Closed
Description
Describe the bug
When using SVMSMOTE on dataset which contains a minority class which has very few samples (may be < 10), it'll raise error ValueError: Found array with 0 sample(s) (shape=(0, 600)) while a minimum of 1 is required.
Steps/Code to Reproduce
from collections import Counter
from sklearn.datasets import make_classification
from imblearn.over_sampling import SVMSMOTE # doctest: +NORMALIZE_WHITESPACE
X, y = make_classification(n_classes=3, class_sep=0,
weights=[0.004, 0.451, 0.545], n_informative=3, n_redundant=0, flip_y=0,
n_features=3, n_clusters_per_class=2, n_samples=1000, random_state=10)
print('Original dataset shape %s' % Counter(y))
sm = SVMSMOTE(random_state=42, k_neighbors=4)
X_res, y_res = sm.fit_resample(X, y)
print('Resampled dataset shape %s' % Counter(y_res))
Expected Results
Running without error
Actual Results
Original dataset shape Counter({2: 544, 1: 451, 0: 5})
---------------------------------------------------------------------------
ValueError Traceback (most recent call last)
<ipython-input-78-8f5d2308c2bd> in <module>()
10
11 sm = SVMSMOTE(random_state=42, k_neighbors=4)
---> 12 X_res, y_res = sm.fit_resample(X, y)
13 print('Resampled dataset shape %s' % Counter(y_res))
~/anaconda3/lib/python3.6/site-packages/imblearn/base.py in fit_resample(self, X, y)
82 self.sampling_strategy, y, self._sampling_type)
83
---> 84 output = self._fit_resample(X, y)
85
86 if binarize_y:
~/anaconda3/lib/python3.6/site-packages/imblearn/over_sampling/_smote.py in _fit_resample(self, X, y)
530 def _fit_resample(self, X, y):
531 # print("_fit_resample X shape", X.shape)

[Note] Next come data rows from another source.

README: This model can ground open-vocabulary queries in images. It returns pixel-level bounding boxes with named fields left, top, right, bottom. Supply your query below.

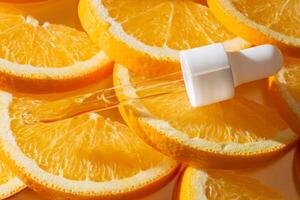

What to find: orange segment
left=79, top=0, right=249, bottom=74
left=114, top=65, right=298, bottom=168
left=270, top=57, right=300, bottom=133
left=0, top=92, right=178, bottom=199
left=0, top=158, right=26, bottom=199
left=208, top=0, right=300, bottom=57
left=175, top=167, right=284, bottom=200
left=0, top=4, right=112, bottom=93
left=294, top=147, right=300, bottom=185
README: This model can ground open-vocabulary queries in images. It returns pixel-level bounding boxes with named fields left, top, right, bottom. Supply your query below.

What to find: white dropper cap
left=180, top=43, right=283, bottom=107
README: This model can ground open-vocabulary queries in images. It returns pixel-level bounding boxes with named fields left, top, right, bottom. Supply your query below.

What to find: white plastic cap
left=180, top=43, right=283, bottom=107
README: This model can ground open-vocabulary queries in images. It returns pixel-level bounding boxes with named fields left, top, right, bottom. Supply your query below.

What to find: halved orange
left=79, top=0, right=249, bottom=74
left=114, top=65, right=299, bottom=168
left=269, top=57, right=300, bottom=134
left=174, top=167, right=284, bottom=200
left=0, top=92, right=179, bottom=199
left=0, top=4, right=113, bottom=93
left=0, top=158, right=26, bottom=199
left=207, top=0, right=300, bottom=57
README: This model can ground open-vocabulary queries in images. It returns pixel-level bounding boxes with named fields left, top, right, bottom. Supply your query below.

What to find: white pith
left=277, top=68, right=300, bottom=119
left=0, top=51, right=110, bottom=79
left=0, top=92, right=177, bottom=196
left=0, top=178, right=26, bottom=198
left=116, top=65, right=297, bottom=155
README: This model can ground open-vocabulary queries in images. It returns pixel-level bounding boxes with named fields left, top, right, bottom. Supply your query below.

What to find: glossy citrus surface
left=0, top=92, right=178, bottom=198
left=79, top=0, right=249, bottom=74
left=208, top=0, right=300, bottom=57
left=175, top=167, right=284, bottom=200
left=114, top=65, right=298, bottom=168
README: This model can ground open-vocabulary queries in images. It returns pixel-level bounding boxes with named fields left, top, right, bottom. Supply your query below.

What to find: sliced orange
left=0, top=4, right=113, bottom=93
left=0, top=158, right=26, bottom=199
left=79, top=0, right=249, bottom=74
left=207, top=0, right=300, bottom=57
left=114, top=65, right=298, bottom=168
left=174, top=167, right=284, bottom=200
left=0, top=92, right=178, bottom=199
left=269, top=57, right=300, bottom=134
left=294, top=147, right=300, bottom=188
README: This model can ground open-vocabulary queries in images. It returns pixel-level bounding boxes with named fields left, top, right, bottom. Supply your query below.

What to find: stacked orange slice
left=0, top=4, right=113, bottom=93
left=79, top=0, right=249, bottom=75
left=0, top=92, right=178, bottom=199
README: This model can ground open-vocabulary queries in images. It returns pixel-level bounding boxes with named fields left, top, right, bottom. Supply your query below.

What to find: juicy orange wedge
left=175, top=167, right=284, bottom=200
left=0, top=157, right=26, bottom=199
left=114, top=65, right=298, bottom=168
left=207, top=0, right=300, bottom=57
left=0, top=4, right=113, bottom=93
left=269, top=57, right=300, bottom=133
left=0, top=92, right=178, bottom=199
left=79, top=0, right=249, bottom=74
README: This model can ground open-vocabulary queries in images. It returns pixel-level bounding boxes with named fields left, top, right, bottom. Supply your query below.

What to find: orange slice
left=208, top=0, right=300, bottom=57
left=294, top=147, right=300, bottom=188
left=114, top=65, right=298, bottom=168
left=0, top=4, right=113, bottom=93
left=269, top=57, right=300, bottom=133
left=174, top=167, right=284, bottom=200
left=0, top=160, right=26, bottom=199
left=0, top=92, right=178, bottom=199
left=79, top=0, right=249, bottom=74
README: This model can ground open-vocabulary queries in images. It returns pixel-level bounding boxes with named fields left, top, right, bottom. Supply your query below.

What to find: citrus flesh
left=0, top=92, right=178, bottom=199
left=294, top=147, right=300, bottom=184
left=0, top=4, right=112, bottom=93
left=208, top=0, right=300, bottom=57
left=114, top=65, right=298, bottom=168
left=175, top=167, right=284, bottom=200
left=79, top=0, right=249, bottom=74
left=269, top=57, right=300, bottom=133
left=0, top=158, right=26, bottom=199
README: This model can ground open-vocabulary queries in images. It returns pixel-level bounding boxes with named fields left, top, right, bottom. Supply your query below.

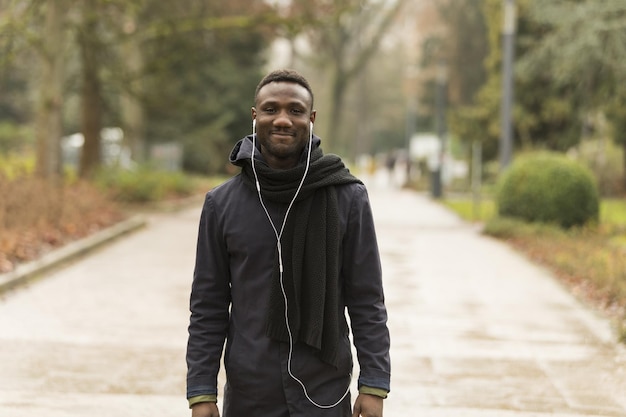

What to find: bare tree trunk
left=78, top=11, right=102, bottom=178
left=121, top=25, right=146, bottom=162
left=622, top=140, right=626, bottom=193
left=35, top=0, right=64, bottom=181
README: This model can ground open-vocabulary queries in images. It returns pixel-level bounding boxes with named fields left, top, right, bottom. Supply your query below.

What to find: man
left=187, top=70, right=390, bottom=417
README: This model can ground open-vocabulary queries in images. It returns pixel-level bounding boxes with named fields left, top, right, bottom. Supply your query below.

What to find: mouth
left=271, top=130, right=295, bottom=138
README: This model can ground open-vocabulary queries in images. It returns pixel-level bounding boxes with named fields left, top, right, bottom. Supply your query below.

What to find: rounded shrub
left=497, top=152, right=600, bottom=228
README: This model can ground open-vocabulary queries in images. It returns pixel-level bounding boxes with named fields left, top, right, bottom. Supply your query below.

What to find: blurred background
left=0, top=0, right=626, bottom=284
left=0, top=0, right=626, bottom=194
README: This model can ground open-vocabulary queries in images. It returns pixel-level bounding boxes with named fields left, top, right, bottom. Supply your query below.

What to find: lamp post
left=500, top=0, right=516, bottom=170
left=432, top=60, right=448, bottom=198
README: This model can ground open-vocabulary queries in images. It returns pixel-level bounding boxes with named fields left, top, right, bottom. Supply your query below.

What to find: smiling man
left=187, top=70, right=390, bottom=417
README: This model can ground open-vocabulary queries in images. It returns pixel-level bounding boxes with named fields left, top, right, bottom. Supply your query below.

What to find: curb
left=0, top=215, right=148, bottom=295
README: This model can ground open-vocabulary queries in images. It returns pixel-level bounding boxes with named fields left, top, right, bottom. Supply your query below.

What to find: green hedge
left=497, top=152, right=600, bottom=228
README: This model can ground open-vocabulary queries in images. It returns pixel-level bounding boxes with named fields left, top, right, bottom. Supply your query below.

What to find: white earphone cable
left=251, top=119, right=352, bottom=409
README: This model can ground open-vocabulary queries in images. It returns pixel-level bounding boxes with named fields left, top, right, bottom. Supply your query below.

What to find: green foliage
left=497, top=152, right=599, bottom=228
left=142, top=2, right=271, bottom=174
left=94, top=167, right=194, bottom=203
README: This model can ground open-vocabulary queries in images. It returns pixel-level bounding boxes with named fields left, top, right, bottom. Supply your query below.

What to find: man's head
left=252, top=70, right=316, bottom=169
left=254, top=69, right=313, bottom=110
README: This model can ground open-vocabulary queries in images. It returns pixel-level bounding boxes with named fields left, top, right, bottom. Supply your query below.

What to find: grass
left=443, top=193, right=626, bottom=343
left=0, top=161, right=223, bottom=273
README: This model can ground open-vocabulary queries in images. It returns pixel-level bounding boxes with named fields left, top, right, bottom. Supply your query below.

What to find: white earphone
left=250, top=119, right=352, bottom=409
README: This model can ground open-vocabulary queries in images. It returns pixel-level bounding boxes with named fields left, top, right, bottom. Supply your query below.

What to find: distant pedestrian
left=187, top=70, right=390, bottom=417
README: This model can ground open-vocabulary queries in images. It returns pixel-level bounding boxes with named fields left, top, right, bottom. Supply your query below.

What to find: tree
left=140, top=1, right=272, bottom=173
left=279, top=0, right=406, bottom=151
left=521, top=0, right=626, bottom=187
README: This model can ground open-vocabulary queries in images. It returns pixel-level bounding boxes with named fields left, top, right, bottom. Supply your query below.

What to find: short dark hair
left=254, top=69, right=314, bottom=110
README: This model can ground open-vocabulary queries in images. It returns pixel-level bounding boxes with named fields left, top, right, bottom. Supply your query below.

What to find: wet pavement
left=0, top=182, right=626, bottom=417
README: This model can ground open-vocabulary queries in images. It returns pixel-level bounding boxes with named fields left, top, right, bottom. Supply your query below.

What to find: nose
left=274, top=110, right=293, bottom=127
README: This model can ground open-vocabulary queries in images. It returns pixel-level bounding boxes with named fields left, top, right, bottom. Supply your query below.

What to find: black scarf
left=237, top=143, right=361, bottom=367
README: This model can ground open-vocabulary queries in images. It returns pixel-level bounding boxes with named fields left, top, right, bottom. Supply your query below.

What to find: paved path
left=0, top=184, right=626, bottom=417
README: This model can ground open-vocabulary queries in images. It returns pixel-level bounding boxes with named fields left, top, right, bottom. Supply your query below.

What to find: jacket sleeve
left=343, top=185, right=391, bottom=391
left=187, top=193, right=230, bottom=398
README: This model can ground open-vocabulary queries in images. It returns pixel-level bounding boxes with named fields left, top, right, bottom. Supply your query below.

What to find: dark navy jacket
left=187, top=137, right=390, bottom=417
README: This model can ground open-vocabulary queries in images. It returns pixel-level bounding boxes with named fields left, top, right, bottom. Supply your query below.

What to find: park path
left=0, top=180, right=626, bottom=417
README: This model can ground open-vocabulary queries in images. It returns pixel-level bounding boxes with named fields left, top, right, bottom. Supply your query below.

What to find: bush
left=95, top=167, right=194, bottom=203
left=497, top=152, right=600, bottom=228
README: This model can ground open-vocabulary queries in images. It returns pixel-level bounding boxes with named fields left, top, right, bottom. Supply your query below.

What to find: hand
left=352, top=394, right=383, bottom=417
left=191, top=403, right=220, bottom=417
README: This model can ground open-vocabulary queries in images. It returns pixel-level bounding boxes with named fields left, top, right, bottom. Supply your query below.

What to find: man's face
left=252, top=82, right=315, bottom=169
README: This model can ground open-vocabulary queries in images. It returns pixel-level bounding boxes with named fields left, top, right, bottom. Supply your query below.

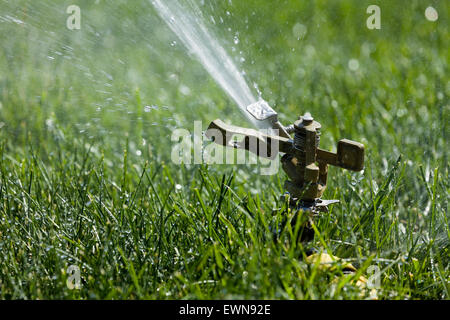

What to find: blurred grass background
left=0, top=0, right=450, bottom=299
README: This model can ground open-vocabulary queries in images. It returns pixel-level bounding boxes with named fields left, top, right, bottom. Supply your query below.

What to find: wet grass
left=0, top=1, right=450, bottom=299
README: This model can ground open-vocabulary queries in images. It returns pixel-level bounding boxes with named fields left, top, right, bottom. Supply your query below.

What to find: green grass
left=0, top=0, right=450, bottom=299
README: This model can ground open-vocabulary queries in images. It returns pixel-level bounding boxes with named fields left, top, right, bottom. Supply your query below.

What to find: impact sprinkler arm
left=206, top=101, right=364, bottom=212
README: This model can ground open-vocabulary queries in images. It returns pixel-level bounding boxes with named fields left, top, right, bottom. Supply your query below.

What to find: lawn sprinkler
left=206, top=100, right=364, bottom=242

--> 532 return self._sample(X, y)
533
534 def _sample(self, X, y):
~/anaconda3/lib/python3.6/site-packages/imblearn/over_sampling/_smote.py in _sample(self, X, y)
569
570 danger_bool = self._in_danger_noise(
--> 571 self.nn_m_, support_vector, class_sample, y, kind='danger')

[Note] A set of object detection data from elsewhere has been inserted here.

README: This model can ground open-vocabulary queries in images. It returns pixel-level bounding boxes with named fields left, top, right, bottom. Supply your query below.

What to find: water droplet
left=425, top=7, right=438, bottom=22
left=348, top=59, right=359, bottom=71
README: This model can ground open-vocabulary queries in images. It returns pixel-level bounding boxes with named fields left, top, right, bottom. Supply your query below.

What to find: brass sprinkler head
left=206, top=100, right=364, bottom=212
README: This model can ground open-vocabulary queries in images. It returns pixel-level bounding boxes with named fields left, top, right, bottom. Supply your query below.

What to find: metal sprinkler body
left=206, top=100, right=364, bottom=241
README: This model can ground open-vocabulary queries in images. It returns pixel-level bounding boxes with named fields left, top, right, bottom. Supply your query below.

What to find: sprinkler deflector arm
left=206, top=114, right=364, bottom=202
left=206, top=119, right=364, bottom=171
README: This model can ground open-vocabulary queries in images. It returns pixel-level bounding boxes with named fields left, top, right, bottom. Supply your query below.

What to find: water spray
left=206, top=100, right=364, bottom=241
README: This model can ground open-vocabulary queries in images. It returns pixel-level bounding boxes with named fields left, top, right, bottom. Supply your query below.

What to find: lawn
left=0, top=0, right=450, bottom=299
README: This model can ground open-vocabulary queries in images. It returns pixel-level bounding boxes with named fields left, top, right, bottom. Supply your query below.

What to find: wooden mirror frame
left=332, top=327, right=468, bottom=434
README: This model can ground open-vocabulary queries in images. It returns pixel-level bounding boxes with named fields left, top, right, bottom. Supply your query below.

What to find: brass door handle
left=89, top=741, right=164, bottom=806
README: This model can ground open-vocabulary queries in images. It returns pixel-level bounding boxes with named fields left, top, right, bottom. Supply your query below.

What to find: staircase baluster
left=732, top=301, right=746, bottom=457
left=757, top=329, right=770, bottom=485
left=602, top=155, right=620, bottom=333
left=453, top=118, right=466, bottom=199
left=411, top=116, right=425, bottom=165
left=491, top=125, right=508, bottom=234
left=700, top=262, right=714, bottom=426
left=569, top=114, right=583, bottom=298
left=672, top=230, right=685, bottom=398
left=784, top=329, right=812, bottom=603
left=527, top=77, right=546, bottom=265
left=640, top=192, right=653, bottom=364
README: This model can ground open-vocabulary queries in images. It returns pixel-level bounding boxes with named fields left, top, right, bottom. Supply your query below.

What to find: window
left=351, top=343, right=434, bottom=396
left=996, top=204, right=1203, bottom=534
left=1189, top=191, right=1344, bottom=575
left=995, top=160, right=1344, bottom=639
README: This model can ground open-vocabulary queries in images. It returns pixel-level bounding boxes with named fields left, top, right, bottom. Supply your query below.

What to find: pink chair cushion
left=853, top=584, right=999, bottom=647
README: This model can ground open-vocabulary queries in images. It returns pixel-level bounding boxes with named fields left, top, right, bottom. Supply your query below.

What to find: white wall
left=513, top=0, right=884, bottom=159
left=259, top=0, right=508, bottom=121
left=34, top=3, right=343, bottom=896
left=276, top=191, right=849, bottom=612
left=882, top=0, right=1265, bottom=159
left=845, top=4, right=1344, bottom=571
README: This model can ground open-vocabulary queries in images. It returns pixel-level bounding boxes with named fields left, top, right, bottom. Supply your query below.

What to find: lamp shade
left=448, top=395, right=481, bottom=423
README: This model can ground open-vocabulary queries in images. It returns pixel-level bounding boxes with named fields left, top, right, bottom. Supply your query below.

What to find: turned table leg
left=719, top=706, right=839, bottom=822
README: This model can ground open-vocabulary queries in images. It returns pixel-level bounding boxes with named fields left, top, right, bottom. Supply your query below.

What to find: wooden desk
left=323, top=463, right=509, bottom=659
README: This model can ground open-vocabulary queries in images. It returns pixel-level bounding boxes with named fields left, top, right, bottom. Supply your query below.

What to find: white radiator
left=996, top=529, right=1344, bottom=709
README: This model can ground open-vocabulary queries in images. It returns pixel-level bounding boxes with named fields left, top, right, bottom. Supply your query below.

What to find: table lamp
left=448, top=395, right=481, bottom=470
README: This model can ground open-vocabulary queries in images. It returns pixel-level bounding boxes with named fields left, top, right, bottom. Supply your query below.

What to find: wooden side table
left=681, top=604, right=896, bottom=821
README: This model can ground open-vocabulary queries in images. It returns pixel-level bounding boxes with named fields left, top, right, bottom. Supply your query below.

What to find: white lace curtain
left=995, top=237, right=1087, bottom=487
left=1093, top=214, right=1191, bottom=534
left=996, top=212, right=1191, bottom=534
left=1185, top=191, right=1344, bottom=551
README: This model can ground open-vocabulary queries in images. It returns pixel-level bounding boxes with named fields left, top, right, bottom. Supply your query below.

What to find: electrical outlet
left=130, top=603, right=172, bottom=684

572 safety_bool = np.logical_not(danger_bool)
573
~/anaconda3/lib/python3.6/site-packages/imblearn/over_sampling/_smote.py in _in_danger_noise(self, nn_estimator, samples, target_class, y, kind)
213 # print("kind", kind)
214 # print("_in_danger_noise samples shape", samples.shape)
--> 215 x = nn_estimator.kneighbors(samples, return_distance=False)[:, 1:]
216 # print("x", x)
217 nn_label = (y[x] != target_class).astype(int)
~/anaconda3/lib/python3.6/site-packages/sklearn/neighbors/base.py in kneighbors(self, X, n_neighbors, return_distance)
400 if X is not None:
401 query_is_train = False
--> 402 X = check_array(X, accept_sparse='csr')
403 else:
404 query_is_train = True
~/anaconda3/lib/python3.6/site-packages/sklearn/utils/validation.py in check_array(array, accept_sparse, accept_large_sparse, dtype, order, copy, force_all_finite, ensure_2d, allow_nd, ensure_min_samples, ensure_min_features, warn_on_dtype, estimator)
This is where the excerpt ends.